In comparison to equity and debt mutual fund schemes they are better in the sense as they carry:
i) Lower costs: An investor who buys or invests in an ETF does not have to shell out any advisory or management fee otherwise payable to mutual fund managers. Expense ratio can be as low as 5-10 basis points. 1 basis point is one-hundredth of a percentage point.
ii) Lower holding costs: Commodity ETFs are one of the popularly traded ETFs and as the physical transfer of the commodity does not take place there is lower holding cost.
ii) Minimum investment: 1 unit
iv) ETFs provide asset class specific returns and replicate the index as closely as possible.
v) Real time investment option available: Investment in ETFs is possible through demat account during market hours at nearly the real time prices as against the end of day price.
How are ETFs different from mutual funds?

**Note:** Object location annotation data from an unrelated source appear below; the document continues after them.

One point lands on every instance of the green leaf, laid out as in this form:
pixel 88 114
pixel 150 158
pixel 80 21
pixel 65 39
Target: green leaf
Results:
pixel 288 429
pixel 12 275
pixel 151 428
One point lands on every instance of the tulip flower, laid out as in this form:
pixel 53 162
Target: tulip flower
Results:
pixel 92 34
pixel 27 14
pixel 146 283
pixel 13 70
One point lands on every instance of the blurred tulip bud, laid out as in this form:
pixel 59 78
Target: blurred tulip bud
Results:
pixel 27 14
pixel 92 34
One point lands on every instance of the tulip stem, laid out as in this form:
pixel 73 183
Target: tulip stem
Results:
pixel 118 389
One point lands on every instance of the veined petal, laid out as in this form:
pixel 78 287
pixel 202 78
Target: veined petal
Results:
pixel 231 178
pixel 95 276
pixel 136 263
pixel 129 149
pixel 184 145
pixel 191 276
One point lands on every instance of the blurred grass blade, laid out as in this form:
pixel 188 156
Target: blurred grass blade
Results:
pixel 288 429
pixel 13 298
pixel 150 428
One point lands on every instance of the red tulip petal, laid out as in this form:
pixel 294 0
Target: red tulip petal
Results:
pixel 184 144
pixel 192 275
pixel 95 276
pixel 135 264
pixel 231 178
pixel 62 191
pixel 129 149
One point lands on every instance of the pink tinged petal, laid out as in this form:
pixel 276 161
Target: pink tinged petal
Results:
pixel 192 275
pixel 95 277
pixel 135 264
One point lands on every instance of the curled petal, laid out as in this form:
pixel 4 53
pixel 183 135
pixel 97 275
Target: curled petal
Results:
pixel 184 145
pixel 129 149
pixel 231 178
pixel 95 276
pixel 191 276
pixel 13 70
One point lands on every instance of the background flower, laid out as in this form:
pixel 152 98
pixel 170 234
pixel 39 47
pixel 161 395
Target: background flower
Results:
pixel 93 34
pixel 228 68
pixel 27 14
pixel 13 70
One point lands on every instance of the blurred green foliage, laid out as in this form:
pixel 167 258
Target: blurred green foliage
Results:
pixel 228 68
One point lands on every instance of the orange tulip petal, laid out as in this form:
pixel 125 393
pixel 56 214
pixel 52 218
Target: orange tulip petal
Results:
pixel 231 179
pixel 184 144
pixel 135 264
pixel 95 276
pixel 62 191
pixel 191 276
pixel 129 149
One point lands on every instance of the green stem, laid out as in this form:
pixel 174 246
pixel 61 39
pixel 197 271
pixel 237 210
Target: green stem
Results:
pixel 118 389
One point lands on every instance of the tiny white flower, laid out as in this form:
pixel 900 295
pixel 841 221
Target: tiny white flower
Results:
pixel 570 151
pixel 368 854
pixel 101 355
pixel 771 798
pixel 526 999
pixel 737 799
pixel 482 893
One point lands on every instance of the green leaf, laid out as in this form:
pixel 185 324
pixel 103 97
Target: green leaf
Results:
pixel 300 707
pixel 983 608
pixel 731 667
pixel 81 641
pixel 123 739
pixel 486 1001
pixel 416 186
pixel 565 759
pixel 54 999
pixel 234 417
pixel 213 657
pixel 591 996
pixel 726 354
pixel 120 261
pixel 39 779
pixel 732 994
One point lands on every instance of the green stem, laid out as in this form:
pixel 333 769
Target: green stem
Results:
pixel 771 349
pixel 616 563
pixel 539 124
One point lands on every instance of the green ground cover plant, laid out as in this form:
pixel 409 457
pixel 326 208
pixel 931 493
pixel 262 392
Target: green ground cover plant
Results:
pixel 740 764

ETFs which are primarily mutual funds or pooled assets show a degree of dissimilarity from each other. Here are the major points of differences:
| Point of difference | Mutual funds | ETFs |
|---|---|---|
| Trading and settlement | Trade at net asset value calculated at the end of the trading day. | Trade at their current market price being listed on the exchanges. |
| Investment style | Mostly actively managed by Fund Managers. | Passively with the fund replicating the index. |
| Investment method | Mutual fund investment cannot be made directly i.e. involves an intermediary, filling up of forms etc. | Investment in ETF can be made directly from the open market. |
| Lock-in period | Mutual funds come with or without lock-in period during which investors cannot redeem their holding or can redeem by paying some penal sum or exit load (generally the limit imposed is of 90 days from the investment date) | No time limit on selling of the asset. |
| Expense ratio | Higher in Mutual funds of up to 2% as total expense ratio in case of active funds | 0.05-1% of NAV |
How to invest in an ETF?
To invest in an Exchange Traded Funds you need to be KYC compliant. For the KYC compliance, you need to produce the following documents:
- Proof of identity: Passport, Driving License, PAN Card
- Proof of Address: Passport, Utility Bill
- Bank Account Details: Bank Account Statement
After you are done with the KYC formalities, you need to apply for a demat account as ETFs need to be held in dematerialised form. Also, the trading account is needed to transact in them in real time.
Ways to invest in an ETF
- If investing through a broker, ensure that the broker is registered with the stock exchange.
- Now after you have tied up with the broker, you can trade in ETFs through the broker firm either on phone or can place the order online yourself.
- Investment in ETFs can also be made through the AMCs or Asset Management Company. In this investment route, investors would need to buy an ETF in 'creation unit' size or multiples thereof against their investment amount.